My narrative was not “I shouldn’t have let one day push me into retirement” but rather “That day revealed a culmination of misalignments and unaddressed moral distress. Resigning was an act of self-preservation and truth-telling.” Naming what happened reduced the shame and stopped me from mislabeling moral injury as simple burnout.
So, when someone says, “It’s just business,” part of me now hears: “This is the story we are choosing to privilege.” To a largely self-authoring system, this is about principles and margins. To a more self-transforming clinician, it is about identity, covenant, and the kind of story we are telling with our actions.
Leaning into healing
Healing from moral injury is not the same as “recharging.” Burnout says, you’re depleted, rest. Moral injury says something essential to your sense of rightness has been violated. For me, healing has included:
- Grieving: The 17-year-old who died, the grace of his heart helping another patient live, the loss of outreach relationships with no closure, and the version of myself who believed institutional loyalty would always be reciprocated.
- Sorting responsibility: Distinguishing what was truly mine that day from what belonged to transplant policies, contract negotiations, and financial frameworks I did not control.
- Reclaiming vocation outside the system: Continuing to walk with physicians through moral distress and leadership challenges as a coach and creating spaces where my way of seeing systems is an asset, not an inconvenience.

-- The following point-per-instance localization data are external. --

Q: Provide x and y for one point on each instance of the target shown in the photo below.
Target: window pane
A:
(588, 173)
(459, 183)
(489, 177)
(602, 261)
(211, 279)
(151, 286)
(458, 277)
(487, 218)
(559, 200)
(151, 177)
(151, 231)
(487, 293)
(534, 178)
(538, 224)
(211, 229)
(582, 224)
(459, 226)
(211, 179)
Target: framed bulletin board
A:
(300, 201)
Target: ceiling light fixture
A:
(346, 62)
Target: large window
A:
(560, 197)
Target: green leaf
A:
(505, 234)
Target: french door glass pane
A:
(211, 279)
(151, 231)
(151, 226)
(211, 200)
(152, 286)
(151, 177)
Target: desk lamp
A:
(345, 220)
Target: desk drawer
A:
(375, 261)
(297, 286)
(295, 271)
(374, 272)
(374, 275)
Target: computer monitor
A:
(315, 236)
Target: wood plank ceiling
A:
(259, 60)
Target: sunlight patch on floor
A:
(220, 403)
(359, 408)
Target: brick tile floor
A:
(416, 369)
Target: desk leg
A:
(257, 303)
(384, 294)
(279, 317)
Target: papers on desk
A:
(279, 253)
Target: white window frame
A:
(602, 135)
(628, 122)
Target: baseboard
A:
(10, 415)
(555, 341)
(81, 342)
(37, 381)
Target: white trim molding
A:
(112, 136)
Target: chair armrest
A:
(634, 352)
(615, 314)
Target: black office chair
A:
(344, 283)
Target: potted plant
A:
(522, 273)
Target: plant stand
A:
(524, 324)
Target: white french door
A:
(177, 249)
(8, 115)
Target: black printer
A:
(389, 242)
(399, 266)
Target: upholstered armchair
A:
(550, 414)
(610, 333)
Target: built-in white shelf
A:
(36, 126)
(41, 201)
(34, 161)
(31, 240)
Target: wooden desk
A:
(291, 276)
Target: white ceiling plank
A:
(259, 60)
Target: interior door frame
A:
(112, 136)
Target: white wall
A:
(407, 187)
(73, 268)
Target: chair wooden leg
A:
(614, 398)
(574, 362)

- Practicing forgiveness without erasing accountability: Slowly releasing my grip on the hope that the past will change, seeing leaders as humans caught in their own stories, and choosing not to carry resentment in my body, while still telling the truth and keeping boundaries.
An invitation
Maybe you have had similar experiences such as creating the best possible outcome for a patient and still ending the day feeling hollow, watching a program you poured yourself into disappear because “the numbers don’t work,” or seeing your institution make decisions that are financially coherent but morally devastating.
If so, I invite you to:
- Name what is really happening (moral distress, moral injury, developmental mismatch, grief).

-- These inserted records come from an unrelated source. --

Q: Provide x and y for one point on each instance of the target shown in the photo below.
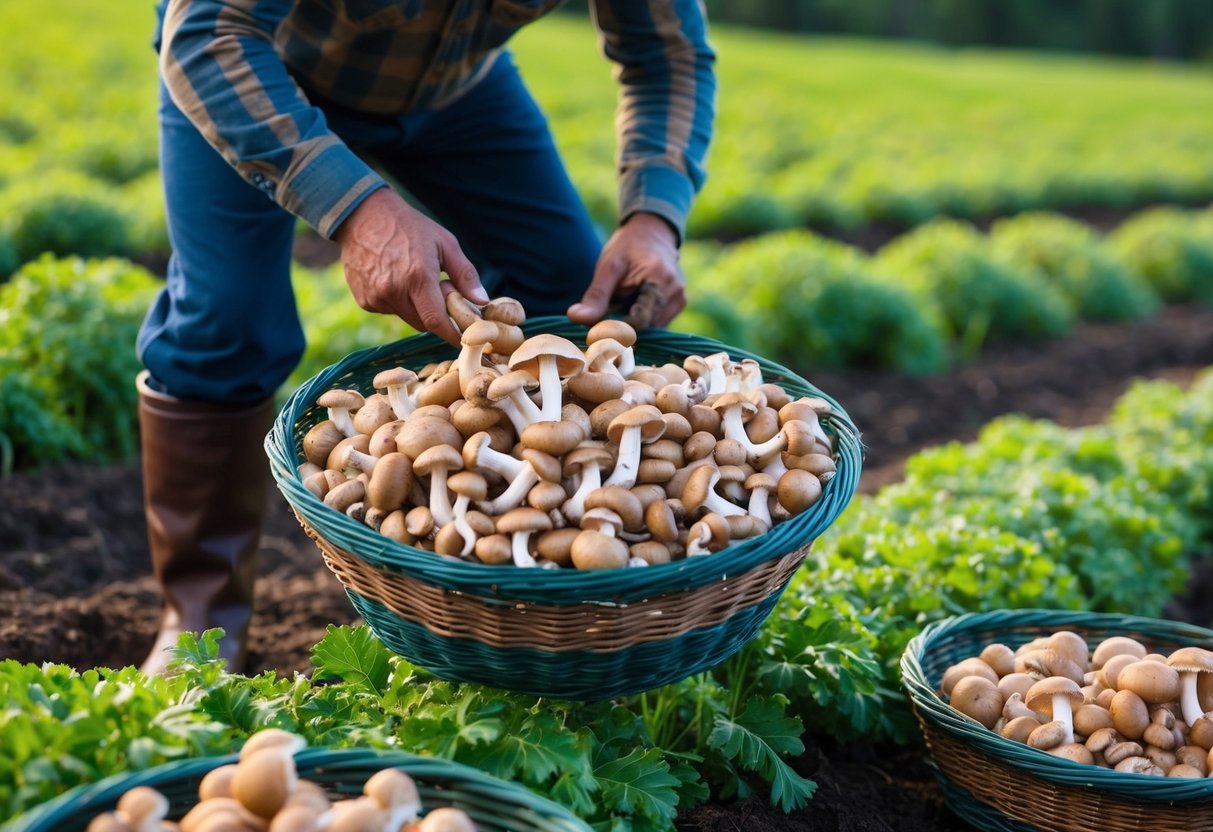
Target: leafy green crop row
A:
(829, 132)
(1031, 514)
(941, 291)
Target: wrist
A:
(654, 223)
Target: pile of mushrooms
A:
(262, 792)
(1118, 706)
(540, 452)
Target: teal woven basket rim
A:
(921, 689)
(439, 780)
(557, 587)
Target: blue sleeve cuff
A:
(329, 188)
(660, 189)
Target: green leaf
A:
(756, 740)
(639, 782)
(354, 655)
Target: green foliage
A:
(1030, 514)
(1172, 249)
(978, 294)
(62, 215)
(810, 301)
(1099, 284)
(67, 359)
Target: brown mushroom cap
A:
(593, 550)
(446, 819)
(978, 697)
(1041, 695)
(1152, 681)
(1116, 645)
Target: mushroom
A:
(734, 411)
(520, 524)
(446, 819)
(1055, 696)
(399, 385)
(630, 431)
(341, 404)
(142, 808)
(797, 490)
(265, 779)
(1152, 681)
(585, 461)
(598, 545)
(1190, 662)
(700, 493)
(437, 462)
(548, 358)
(319, 442)
(977, 697)
(397, 796)
(468, 486)
(389, 483)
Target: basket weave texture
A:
(564, 633)
(494, 805)
(996, 784)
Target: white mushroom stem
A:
(459, 517)
(439, 499)
(550, 389)
(513, 412)
(775, 467)
(758, 509)
(400, 400)
(575, 506)
(518, 543)
(1189, 701)
(514, 493)
(1064, 713)
(717, 372)
(627, 461)
(343, 421)
(715, 502)
(698, 545)
(505, 465)
(734, 428)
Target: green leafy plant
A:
(67, 359)
(1172, 249)
(979, 295)
(1075, 260)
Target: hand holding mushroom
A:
(539, 427)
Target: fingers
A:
(592, 307)
(461, 272)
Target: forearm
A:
(218, 62)
(666, 106)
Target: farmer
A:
(279, 109)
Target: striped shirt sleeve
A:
(667, 102)
(218, 62)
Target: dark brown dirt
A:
(75, 582)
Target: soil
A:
(75, 580)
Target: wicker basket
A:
(562, 633)
(996, 784)
(493, 804)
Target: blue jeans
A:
(226, 326)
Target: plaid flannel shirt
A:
(243, 70)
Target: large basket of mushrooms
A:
(1068, 722)
(559, 511)
(277, 785)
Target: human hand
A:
(393, 254)
(642, 250)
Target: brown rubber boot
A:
(204, 491)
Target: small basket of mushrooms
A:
(557, 509)
(1068, 722)
(275, 784)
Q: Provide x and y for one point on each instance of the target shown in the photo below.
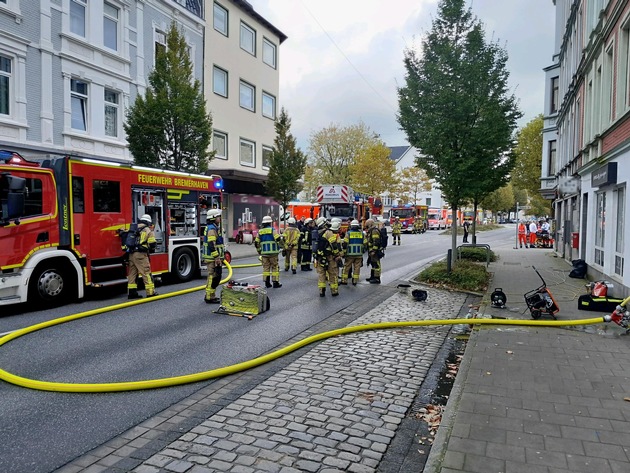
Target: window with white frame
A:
(219, 144)
(248, 39)
(5, 85)
(220, 19)
(247, 94)
(269, 53)
(267, 154)
(219, 81)
(77, 17)
(112, 100)
(78, 98)
(600, 228)
(269, 106)
(620, 204)
(110, 26)
(247, 153)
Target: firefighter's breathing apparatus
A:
(227, 370)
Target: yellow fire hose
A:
(227, 370)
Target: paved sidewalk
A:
(538, 399)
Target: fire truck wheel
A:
(50, 284)
(184, 265)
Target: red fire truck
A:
(60, 217)
(407, 215)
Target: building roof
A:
(398, 152)
(246, 6)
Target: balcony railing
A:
(193, 6)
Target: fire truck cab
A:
(60, 217)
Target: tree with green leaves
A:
(333, 150)
(169, 127)
(287, 163)
(455, 106)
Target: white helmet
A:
(213, 213)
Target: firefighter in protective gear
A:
(269, 243)
(305, 244)
(291, 241)
(396, 231)
(328, 251)
(139, 263)
(212, 253)
(353, 247)
(374, 246)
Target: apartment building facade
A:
(586, 139)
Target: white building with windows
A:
(586, 138)
(242, 85)
(70, 68)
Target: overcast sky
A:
(343, 59)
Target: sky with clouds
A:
(343, 59)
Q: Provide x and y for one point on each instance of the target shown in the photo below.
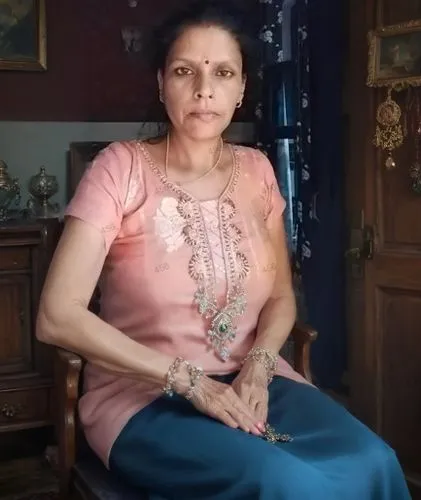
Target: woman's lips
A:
(205, 116)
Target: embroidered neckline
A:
(227, 191)
(222, 325)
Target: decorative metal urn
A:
(42, 187)
(9, 191)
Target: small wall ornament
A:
(389, 133)
(394, 62)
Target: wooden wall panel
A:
(89, 76)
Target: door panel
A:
(384, 297)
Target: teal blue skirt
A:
(174, 452)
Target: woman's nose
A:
(204, 89)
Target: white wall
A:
(26, 146)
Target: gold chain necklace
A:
(206, 173)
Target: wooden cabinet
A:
(26, 370)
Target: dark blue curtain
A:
(316, 57)
(323, 275)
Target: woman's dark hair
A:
(221, 13)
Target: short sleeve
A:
(274, 202)
(100, 196)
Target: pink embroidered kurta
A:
(173, 263)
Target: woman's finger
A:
(227, 419)
(246, 420)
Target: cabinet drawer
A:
(24, 406)
(14, 258)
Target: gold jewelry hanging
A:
(389, 134)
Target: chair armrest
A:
(303, 336)
(67, 369)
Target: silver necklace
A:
(206, 173)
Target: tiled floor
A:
(24, 478)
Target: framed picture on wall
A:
(23, 37)
(395, 55)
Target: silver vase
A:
(42, 187)
(9, 192)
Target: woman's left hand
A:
(251, 385)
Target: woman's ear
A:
(160, 85)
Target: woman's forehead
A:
(211, 43)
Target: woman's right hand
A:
(220, 401)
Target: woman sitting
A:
(184, 387)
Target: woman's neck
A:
(190, 155)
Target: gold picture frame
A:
(23, 35)
(394, 58)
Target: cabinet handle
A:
(10, 411)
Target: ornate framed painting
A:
(395, 56)
(23, 37)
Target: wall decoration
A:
(394, 62)
(395, 56)
(23, 35)
(132, 39)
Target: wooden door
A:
(383, 292)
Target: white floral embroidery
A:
(169, 224)
(267, 36)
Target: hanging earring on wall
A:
(389, 134)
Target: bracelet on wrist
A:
(267, 358)
(170, 377)
(195, 373)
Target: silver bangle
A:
(195, 374)
(266, 357)
(170, 378)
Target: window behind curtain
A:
(279, 132)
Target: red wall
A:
(89, 76)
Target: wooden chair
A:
(82, 475)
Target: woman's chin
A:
(204, 131)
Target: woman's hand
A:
(251, 385)
(220, 401)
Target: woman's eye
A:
(225, 73)
(183, 71)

- Get curious about the stories in play: the one leadership is living and the one you are trying to live.
- Find people who can hold the complexity with you such as colleagues, therapists, coaches, and spiritual directors.
- Separate “I am broken” from “this is breaking me,” and remember that walking away can, at times, be an act of integrity.
The paradox of that day (the coexistence of profound good and deep harm in the same 24 hours) is only one example of what health care workers face daily in systems increasingly driven by corporatization and commodification of care. We must not abandon compassionate communication about what moral injury is. Becoming self-transforming leaders will help us create a morally sustaining, integrity-restoring culture of care, the living opposite of moral injury.
Susan MacLellan-Tobert is a pediatric cardiologist.